Prossigo nos questionamentos: o empenho da natureza em prol do que seria uma nova criatura, tanto quanto o investimento do casal doador e mais ainda o da mulher (investimento físico-psicológico-sentimental), tudo não é compreensivelmente maior no embrião que irrompe e evolui por modo natural sem a mão de estranhos a forçar a objetiva penetração de um óvulo por um espermatozóide? Cuida-se de lei que autoriza a mais desalmada chacina de embriões, ou, bem ao contrário, que favorece o belo sentimento da fraternidade, em perfeita sintonia com os desígnios constitucionais de incremento da ciência e do progresso? Da autonomia científico-tecnológica do País em tema de saúde, alongamento e qualificação da vida humana? Da livre decisão dos casais quanto ao tamanho de suas famílias como expressão de criterioso planejamento e paternidade responsável?

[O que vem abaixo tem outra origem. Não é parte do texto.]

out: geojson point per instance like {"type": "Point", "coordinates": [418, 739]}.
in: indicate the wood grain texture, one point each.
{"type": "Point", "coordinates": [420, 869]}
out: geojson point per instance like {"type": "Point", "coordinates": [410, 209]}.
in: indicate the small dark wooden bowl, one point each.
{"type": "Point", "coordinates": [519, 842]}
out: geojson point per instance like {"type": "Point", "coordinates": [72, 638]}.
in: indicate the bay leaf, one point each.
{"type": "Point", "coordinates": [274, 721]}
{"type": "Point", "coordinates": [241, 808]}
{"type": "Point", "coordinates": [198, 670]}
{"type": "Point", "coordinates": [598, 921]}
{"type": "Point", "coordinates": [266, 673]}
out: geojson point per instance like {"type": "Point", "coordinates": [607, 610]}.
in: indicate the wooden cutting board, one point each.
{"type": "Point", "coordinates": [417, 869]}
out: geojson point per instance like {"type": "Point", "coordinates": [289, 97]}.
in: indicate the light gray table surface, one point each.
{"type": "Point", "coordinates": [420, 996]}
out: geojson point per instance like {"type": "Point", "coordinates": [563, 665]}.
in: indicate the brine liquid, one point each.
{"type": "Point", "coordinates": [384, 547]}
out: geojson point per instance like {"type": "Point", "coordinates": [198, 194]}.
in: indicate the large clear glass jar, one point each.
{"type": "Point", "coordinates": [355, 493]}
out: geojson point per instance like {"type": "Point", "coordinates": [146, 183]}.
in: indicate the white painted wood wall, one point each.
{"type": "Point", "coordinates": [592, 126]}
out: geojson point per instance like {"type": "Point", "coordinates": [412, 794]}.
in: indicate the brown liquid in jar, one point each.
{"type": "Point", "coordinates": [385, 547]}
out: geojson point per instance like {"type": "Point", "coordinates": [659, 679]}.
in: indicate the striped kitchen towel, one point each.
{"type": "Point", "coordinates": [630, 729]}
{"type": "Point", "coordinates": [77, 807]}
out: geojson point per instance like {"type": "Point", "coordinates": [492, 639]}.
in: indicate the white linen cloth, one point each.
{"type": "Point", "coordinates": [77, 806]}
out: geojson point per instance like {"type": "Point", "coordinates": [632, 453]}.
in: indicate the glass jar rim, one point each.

Numa síntese, ser ou não ser usado para o fim de pesquisa científico-terapêutica, eis a questão que envolve um contingente de milhares de embriões já congelados em vidrinhos de laboratório e sem utilidade para fins reprodutivos. Tema que vai além do Direito para se tornar focado objeto das ciências médicas e biológicas, da filosofia, da ética, da antropologia e das confissões religiosas. Por isso que para uma justa resolução do impasse todos devam contribuir de alguma forma. Todos que se disponham a ver o mundo pelo inexcedível prisma da consciência, esse rebento que se parteja por efeito do amoroso matrimônio entre o pensar e o sentir. Afinal, bem disse William Shakespeare, “a transformação é uma porta que se abre por dentro”.